Link to EDA manuscript. Originally in: Poems: Packet XXXIV, Fascicle 21, written in ink, ca. 1862. First published in Atlantic Monthly, 143 (March 1929), 327, and Further Poems (1929), 93, with stanzas 2 and 3 omitted and stanza division not retained. Courtesy of Houghton Library, Harvard University, Cambridge, Mass.

This poem addresses power imbalances across a number of relationships. Several critics, including feminist critics, offer Charlotte Brontë’s novel, Jane Eyre as a background (see the discussion of this in “On Choosing the Poems” for this week). Wendy Martin, for example, asserts: “In addition to being a direct response to the novel, this poem describing Jane’s increasing strength and control is a paradigm for Emily Dickinson’s emotional growth in general.” Other readers see the poem as describing Dickinson’s increasing poetic confidence and the development of her relationship to her Muse.
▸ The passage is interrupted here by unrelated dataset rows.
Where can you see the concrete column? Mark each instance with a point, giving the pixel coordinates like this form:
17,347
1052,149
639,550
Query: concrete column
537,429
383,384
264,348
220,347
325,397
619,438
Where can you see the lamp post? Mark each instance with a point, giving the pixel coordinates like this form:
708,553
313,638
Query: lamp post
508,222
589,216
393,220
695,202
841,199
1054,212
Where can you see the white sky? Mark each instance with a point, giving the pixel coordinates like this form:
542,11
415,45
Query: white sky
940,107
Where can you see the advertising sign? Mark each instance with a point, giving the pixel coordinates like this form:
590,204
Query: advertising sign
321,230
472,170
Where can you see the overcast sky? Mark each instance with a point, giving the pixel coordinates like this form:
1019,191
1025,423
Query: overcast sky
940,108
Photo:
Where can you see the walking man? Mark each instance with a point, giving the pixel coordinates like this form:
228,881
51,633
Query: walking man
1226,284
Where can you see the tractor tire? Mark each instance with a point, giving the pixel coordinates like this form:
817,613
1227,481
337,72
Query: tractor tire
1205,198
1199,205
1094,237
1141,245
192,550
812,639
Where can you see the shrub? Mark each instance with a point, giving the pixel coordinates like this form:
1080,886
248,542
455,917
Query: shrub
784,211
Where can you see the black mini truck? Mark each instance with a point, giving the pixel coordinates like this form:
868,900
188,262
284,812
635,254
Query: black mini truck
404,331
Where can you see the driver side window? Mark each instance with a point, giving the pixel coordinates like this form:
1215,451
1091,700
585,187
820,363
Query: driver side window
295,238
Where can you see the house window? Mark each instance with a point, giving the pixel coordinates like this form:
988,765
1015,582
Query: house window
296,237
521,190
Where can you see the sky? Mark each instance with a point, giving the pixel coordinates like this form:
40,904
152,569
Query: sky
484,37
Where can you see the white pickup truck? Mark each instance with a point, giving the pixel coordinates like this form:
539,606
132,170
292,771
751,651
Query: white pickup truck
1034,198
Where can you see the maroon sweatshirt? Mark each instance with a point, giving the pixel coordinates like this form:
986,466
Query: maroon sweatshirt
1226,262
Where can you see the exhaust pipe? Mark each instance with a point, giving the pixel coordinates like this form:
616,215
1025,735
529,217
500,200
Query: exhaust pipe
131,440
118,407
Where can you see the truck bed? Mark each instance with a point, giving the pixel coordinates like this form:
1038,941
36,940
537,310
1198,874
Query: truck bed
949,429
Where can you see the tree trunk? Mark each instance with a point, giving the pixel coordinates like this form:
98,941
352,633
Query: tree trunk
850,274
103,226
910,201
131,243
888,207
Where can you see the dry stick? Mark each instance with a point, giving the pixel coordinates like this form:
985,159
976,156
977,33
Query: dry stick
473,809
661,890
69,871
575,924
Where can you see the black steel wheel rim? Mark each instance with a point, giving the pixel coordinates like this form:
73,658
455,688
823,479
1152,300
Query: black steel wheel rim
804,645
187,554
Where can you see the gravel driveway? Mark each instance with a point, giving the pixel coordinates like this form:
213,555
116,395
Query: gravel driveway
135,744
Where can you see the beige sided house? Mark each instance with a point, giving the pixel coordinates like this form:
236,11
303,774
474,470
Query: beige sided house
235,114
This poem can be compared to a later poem, dated to 1864, with a similar opening line:

She rose to his Requirement –
dropt
The Playthings of Her Life
To take the honorable
Work
Of Woman, and of Wife – (F857A, J732)

Still others read this poem in a religious light. Cynthia Wolff argues that as long as “God’s legend on earth remained strong, Dickinson could forge a poetic Voice of immense power by juxtaposing it against the force of the Divinity.” But the “fading of God’s presence,” which Wolff argues could already be felt in Amherst in 1862 and was further exacerbated by the devastation of the Civil War, “is a unique impediment to the poet’s efforts to assert eye/I. Thus one response to God’s decline is a remarkable effort to revive Him,” embodied in this poem.

Wolff points out the series of reversals in the poem: the speaker’s “phallic rectitude” and final “erection:” “I lifted Him – ”. In stanzas four and five the speaker quotes Jesus’ own word from Matthew 7:13-14:

Enter ye in at the strait gate: for wide is the gate, and broad is the way, that leadeth to destruction, and many there be which go in thereat: Because strait is the gate, and narrow is the way, which leadeth unto life, and few there be that find it.

Another Biblical echo resonates in the word “Sinew,” which evokes the place of Jacob’s injury when he wrestled with the Angel.